# Recommender System for Instacart

### Neighborhood-based model using Term Frequency-Inverse Document Frequency (TF-IDF) and Cosine Similarity

In this notebook, a neighborhood-based model is implemented to generate recommendations for a target user, by using cosine similarities on a TF-IDF weighted utility matrix.

We are using the library [`implicit`](https://github.com/benfred/implicit) to calculates tfidf_weight, [`scipy`](https://www.scipy.org) to implement sparse matrix, and [`sklearn`](http://scikit-learn.org/stable/) to calculate cosine similarity.

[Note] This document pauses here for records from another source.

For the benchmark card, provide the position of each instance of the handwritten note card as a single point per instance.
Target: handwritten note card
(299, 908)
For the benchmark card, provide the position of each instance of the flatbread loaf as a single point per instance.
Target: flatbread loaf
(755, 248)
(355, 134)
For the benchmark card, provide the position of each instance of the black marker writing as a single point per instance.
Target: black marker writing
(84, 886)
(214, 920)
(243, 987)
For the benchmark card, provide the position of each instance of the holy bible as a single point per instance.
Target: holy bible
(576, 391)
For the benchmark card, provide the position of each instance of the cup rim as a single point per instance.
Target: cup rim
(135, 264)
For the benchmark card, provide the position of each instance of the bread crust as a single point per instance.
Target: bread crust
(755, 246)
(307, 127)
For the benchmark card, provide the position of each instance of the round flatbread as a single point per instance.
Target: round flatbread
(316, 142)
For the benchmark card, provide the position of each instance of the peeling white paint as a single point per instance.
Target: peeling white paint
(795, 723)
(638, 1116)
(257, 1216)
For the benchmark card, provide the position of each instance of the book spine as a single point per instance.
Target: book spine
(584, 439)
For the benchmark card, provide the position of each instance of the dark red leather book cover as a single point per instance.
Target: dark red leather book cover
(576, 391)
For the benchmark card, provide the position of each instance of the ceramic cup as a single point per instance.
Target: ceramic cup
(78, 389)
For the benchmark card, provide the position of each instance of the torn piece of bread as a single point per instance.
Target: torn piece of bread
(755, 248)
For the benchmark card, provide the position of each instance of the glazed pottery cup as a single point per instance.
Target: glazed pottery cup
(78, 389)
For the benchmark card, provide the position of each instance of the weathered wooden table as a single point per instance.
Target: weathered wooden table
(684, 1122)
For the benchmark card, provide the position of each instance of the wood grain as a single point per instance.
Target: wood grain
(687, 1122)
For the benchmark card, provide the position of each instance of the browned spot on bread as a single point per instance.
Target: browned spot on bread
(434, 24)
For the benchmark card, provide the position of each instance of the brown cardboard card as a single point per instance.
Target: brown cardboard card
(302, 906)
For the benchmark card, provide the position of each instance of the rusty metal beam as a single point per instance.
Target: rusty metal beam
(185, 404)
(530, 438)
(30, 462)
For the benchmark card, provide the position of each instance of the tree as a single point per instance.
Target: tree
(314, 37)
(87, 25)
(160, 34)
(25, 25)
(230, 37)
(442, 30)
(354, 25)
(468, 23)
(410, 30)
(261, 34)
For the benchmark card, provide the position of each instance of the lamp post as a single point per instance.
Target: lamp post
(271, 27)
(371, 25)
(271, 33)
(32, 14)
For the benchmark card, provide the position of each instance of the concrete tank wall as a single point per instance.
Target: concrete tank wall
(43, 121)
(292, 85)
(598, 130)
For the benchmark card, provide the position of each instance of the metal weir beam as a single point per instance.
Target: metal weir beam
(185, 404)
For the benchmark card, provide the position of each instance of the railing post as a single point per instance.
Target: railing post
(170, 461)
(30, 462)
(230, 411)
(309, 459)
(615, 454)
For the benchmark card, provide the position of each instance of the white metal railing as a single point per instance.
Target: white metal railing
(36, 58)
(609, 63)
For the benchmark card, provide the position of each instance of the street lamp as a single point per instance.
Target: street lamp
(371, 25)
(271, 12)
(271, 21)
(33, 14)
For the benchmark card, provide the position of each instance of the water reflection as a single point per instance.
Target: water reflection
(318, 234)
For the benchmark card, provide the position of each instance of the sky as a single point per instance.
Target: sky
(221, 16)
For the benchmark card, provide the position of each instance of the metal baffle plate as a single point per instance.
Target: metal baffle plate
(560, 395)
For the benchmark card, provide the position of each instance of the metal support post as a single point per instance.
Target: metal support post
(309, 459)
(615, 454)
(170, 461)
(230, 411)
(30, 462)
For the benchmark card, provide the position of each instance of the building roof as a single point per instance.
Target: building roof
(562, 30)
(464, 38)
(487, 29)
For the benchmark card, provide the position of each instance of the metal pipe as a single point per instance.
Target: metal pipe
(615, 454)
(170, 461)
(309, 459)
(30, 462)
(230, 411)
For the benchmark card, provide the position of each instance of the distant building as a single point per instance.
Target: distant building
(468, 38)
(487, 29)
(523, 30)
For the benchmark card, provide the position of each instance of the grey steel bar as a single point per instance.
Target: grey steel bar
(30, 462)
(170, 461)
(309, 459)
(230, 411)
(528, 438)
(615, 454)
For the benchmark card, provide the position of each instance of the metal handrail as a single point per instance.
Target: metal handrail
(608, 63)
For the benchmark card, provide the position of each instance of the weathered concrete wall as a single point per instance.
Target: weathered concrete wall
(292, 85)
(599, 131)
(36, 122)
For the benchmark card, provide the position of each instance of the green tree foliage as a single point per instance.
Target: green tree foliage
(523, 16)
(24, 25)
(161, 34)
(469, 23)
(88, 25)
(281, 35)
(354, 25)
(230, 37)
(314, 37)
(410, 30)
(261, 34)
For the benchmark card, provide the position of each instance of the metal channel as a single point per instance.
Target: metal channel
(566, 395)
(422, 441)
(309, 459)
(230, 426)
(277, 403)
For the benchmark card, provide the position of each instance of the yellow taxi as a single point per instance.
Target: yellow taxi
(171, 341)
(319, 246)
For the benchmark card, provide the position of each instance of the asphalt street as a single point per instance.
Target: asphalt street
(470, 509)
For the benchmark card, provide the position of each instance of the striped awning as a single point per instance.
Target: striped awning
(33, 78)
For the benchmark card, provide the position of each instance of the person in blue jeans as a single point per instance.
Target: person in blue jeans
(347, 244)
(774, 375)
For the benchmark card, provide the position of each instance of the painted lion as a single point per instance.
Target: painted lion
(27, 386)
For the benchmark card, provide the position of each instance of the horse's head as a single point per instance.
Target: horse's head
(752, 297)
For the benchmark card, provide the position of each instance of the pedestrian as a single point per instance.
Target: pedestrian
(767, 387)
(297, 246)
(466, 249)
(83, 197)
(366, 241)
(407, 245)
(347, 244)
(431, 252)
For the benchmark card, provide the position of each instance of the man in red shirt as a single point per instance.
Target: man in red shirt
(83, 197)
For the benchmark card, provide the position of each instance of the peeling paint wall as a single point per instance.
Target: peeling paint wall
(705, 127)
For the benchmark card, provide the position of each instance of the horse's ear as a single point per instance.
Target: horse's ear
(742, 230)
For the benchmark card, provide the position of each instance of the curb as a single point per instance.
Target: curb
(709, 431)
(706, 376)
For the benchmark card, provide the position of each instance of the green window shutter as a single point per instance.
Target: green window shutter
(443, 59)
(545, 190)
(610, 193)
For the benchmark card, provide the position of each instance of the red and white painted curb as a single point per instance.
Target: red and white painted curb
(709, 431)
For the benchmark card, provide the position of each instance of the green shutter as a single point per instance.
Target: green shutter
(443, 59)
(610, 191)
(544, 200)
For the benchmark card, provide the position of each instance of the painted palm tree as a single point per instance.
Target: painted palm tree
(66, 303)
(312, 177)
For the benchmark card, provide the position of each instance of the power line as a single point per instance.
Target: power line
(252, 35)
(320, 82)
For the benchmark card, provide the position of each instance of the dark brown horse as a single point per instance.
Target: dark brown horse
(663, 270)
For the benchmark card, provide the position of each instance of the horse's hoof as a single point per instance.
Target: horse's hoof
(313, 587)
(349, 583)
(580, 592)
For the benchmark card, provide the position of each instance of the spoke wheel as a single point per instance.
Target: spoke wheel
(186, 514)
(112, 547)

The following steps are conducted: 
- Utlity Matrix is generated, where every entry represents a Term Frequency(TF).
- Based on the utility matrix, a TF-IDF weight matrix is calculated.
- Given a target user (a row in the TF-IDF matrix), the cosine similarity vector of the target user is produced.
- Select top K similar users and use PriorityQueue to select top N products based on overall sales in the candidate recommendations.

In [2]:
### Imports

from implicit.nearest_neighbours import tfidf_weight
from scipy.sparse import coo_matrix, csr_matrix
from sklearn.metrics.pairwise import cosine_similarity
from datetime import datetime
from pathlib import Path
from numpy import bincount, log, sqrt

import scipy.sparse as sparse
import implicit
import pandas as pd
import numpy as np
import pickle
import time
import heapq

ModuleNotFoundError: No module named 'implicit'

In [2]:
### Helper Functions

def sparsity(matrix):
    """
    Given a matrix, returns its sparsity
    """
    total_size = matrix.shape[0] * matrix.shape[1]
    actual_size = matrix.size
    sparsity = (1 - (actual_size / total_size)) * 100
    return(sparsity)


def get_k_popular(k, df_merged_order_products_prior):
    """
    Returns the `k` most popular products based on purchase count in the dataset
    """
    popular_products = list(df_merged_order_products_prior["product_id"].value_counts().head(k).index)
    return popular_products


def make_prior_data():
    """
    Generates the prior dataset including prior_user_products and product_frequency
    """
    # Read prior order csv
    df_order_products_prior = pd.read_csv("../data/order_products__prior.csv")
    current_order_user_df = df_orders.loc[(df_orders.eval_set == "prior")].reset_index()
    current_order_user_df = current_order_user_df[["order_id", "user_id"]]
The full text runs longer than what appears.